イギリスのマンチェスターで昨夜(現地時間で2017年5月22日の夜)、自爆テロが発生しました。

日本でも既にニュースになっていますし、事件の詳細は随時明らかになると思います。なので、ここでは、マンチェスターという都市がどういう場所なのか、また、地元の人々が今回の自爆テロにどう対応したのかを、かいつまんで書きたいと思います。

マンチェスターは、都市部人口ではロンドンに次ぐイギリス第二の大都市です(行政地区単位だと6位)。
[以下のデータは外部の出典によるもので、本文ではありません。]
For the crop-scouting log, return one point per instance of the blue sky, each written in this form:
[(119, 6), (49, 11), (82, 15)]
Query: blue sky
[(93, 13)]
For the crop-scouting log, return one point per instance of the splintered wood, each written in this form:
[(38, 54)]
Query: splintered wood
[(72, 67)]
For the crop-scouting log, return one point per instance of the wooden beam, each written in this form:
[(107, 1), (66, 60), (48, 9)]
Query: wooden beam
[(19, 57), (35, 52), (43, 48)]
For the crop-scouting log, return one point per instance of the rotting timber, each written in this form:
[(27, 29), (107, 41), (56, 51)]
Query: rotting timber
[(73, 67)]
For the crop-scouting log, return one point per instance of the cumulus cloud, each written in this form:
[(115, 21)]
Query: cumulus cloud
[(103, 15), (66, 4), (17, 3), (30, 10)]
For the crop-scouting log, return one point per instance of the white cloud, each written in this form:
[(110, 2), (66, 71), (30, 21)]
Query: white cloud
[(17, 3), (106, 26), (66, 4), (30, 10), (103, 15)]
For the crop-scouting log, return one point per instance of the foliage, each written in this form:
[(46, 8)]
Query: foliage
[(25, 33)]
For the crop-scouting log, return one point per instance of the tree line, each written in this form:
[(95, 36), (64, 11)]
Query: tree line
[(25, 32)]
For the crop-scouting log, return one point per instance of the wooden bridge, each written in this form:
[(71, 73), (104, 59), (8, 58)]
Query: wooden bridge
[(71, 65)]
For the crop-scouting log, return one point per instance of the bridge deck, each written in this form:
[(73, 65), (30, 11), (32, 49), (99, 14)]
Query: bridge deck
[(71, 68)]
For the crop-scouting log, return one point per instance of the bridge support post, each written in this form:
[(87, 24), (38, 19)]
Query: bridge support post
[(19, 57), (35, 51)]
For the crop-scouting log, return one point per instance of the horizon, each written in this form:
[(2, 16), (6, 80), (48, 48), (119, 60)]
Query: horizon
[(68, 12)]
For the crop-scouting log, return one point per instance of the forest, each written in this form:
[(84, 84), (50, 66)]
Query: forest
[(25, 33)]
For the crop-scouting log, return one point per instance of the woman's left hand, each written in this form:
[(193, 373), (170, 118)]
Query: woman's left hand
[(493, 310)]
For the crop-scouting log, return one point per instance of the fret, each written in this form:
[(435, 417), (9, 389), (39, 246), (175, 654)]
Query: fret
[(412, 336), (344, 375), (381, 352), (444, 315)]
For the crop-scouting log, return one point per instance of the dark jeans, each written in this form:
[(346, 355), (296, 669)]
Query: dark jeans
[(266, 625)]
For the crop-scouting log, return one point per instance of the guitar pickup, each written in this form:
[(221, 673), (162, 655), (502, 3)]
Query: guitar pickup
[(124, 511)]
私がこよなく愛する街でもあります。

イギリス北西部のビジネスの中心地であり、多国籍・多文化社会としても知られています。

首都ロンドンと比べると、ロンドンが「多文化であるがゆえに、人々は一定の距離を保ちつつ生活している(なので、時として冷たくも感じる)」のに対して、マンチェスターは、「多文化であるがゆえに、住民がそれぞれの多様性を受け入れて共存している」と言う感じがします。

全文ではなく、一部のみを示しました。